Newsworthy
'The Road' as Outreach?
WASHINGTON – The production company behind "The Road" is reaching out to the faith-based community, asking them to consider the much-anticipated film as something that could possibly be of value for ministry.
An adaptation of Cormac McCarthy's Pulitzer Prize-winning novel, "The Road" is rated R for some violence, disturbing images and language.
Though the rating alone may be reason enough for some Christians to skip the film, some are giving it a chance and even calling it a more powerful tool than Mel Gibson's "The Passion of the Christ" because of its wider appeal.
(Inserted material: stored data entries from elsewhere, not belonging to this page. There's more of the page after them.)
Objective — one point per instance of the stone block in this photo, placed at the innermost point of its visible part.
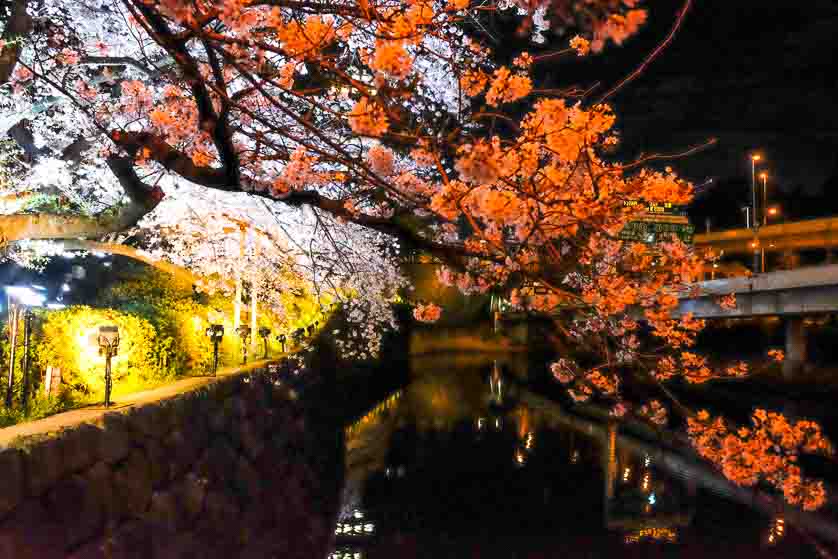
(160, 463)
(132, 484)
(13, 481)
(236, 407)
(248, 481)
(76, 510)
(99, 485)
(220, 518)
(116, 438)
(81, 447)
(44, 465)
(191, 493)
(29, 533)
(151, 420)
(251, 440)
(165, 512)
(90, 550)
(183, 451)
(218, 463)
(131, 540)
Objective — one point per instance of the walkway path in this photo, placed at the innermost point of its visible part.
(90, 414)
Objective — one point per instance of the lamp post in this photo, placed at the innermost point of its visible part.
(27, 358)
(13, 320)
(25, 297)
(264, 332)
(747, 211)
(764, 176)
(244, 333)
(108, 346)
(754, 158)
(215, 332)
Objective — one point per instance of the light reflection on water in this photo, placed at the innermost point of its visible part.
(466, 460)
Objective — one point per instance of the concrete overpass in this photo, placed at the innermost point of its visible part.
(791, 294)
(796, 235)
(787, 239)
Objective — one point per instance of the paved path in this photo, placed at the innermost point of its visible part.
(90, 414)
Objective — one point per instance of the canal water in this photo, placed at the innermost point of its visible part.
(468, 460)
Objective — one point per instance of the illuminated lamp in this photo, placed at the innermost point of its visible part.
(244, 334)
(264, 332)
(215, 332)
(108, 346)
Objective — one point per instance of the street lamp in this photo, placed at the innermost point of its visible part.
(264, 332)
(25, 297)
(747, 211)
(754, 158)
(764, 177)
(215, 332)
(244, 333)
(108, 346)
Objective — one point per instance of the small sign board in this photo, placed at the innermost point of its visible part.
(52, 381)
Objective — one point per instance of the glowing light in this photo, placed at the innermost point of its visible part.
(26, 295)
(661, 534)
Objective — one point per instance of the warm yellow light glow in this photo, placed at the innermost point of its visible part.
(662, 534)
(647, 480)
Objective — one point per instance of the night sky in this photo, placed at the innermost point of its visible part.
(755, 75)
"We need to look at it as a cultural key to build bridges and start spiritual conversations ... about the truth," Phil Hotsenpiller, teaching pastor at Friends Church in Yorba Linda, Calif., told The Christian Post. "People will see it. You'll miss the opportunity to have a spiritual conversation ... and give a biblical interpretation."
The movie, which opens in theaters nationwide Nov. 25, follows a father and his young son in a post-apocalyptic world. As they move south toward the coast to escape the cold, endless winter, they eat what little scraps they find, find shelter in abandoned cars and the woods, and encounter cannibals as well as other refugees. The journey is a struggle to survive in a world that is dying.
"It's more than your average zombie flick," screenwriter Joe Penhall said at a recent media roundtable in Los Angeles.
One of the major themes drawn out in the film is humanity/inhumanity, Penhall noted.
"What's in every single scene of that film is coping with the disappearance [of] humanity," he said. Religiousness, spirituality, music, and love all constitute humanity and the film depicts the horror of its gradual disappearance.